I am coming across news-reports telling me that the Winter Session of the Parliament might actually be passing the Assisted Reproductive Technology Bill, 2013 (ART Bill). The Assisted Reproductive Technology Bill is pending for more than 4 years now. The ART Bill has undergone atleast two revisions, but there still seemed several loopholes the last time I read through it. I did not get the idea that I was reading the final draft of the ART Bill and several changes to Bill might be appropriate. I shall certainly try to make a blog-post on the possible improvements to the Bill that would be more practical for the given scenario.

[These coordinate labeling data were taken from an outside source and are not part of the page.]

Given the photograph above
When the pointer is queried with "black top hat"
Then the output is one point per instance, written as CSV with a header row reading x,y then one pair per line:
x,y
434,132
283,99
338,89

To be frank, I am not convinced of the news report. There have been several instances in the past where the newspapers reported that the Bill was going to be introduced in the Indian Parliament for debate, but nothing actually came out of it.

If India is passing the ART Bill, it could be changing the infertility scenario globally.

Yes, I mean every word of it. After India restricted commercial surrogacy for married couples only, I came across several couples who were not able to afford commercial surrogacy in the US and the same time, did not want to look at a different destination. India had created a niche for itself by being safe and secure as far as commerical surrogacy was concerned. When India disallowed commercial surrogacy for gay couples, it was indeed a big blow for several of them. What I am trying to point out is, Indian Fertility Laws mattered and matters even more now globally.

If India is now coming up with a special legislation, it will matter to a lot of infertile couple around the globe. The fertility laws in India would attract a lot of attention and would have an impact on the way have their family.

India may be the first country to allow commercial surrogacy by way of a legislation

Barring Isreal, I am not sure which other nation has actually passed a law that allows commercial surrogacy. In most nations where legislations allowing surrogacy has been passed, commercial surrogacy has been made illegal. In many conservative states surrogacy arrangements by themselves are considered to be a criminal offence, irrespective of whether it is altruistic or commercial surrogacy. Surrogacy has been subject of political and social criticism in many nations and the Governments have always had a tough time with the laws pertaining to surrogacy.

Given this scenario, if india passes the Assisted Reproductive Technology Bill, India may be first country to actually allow commercial surrogacy arrangements by way of a legislation.

The following issues may be covered in the Assisted Reproductive Technology Bill

  • Age limits for the surrogate mothers
  • Minimum compensation payable to the surrogate mothers in surrogacy arrangements
  • Eligibility criterion for International Couples to take up surrogacy arrangments in India

I hear that the Assisted Reproductive Technology (Regulation) Bill, 2013, has been cleared after rounds of discussions with various ministries and other stakeholders and will be presented before the Union Cabinet soon. Secretary (Health Research) VM Katoch is said to have spoken at a national conference on surrogacy of the same.

I hope that the wait for the Assisted Reproductive Technology Bill is worth it and that the law brings in regulation for the protection of the surrogate mother and the commissioning couples.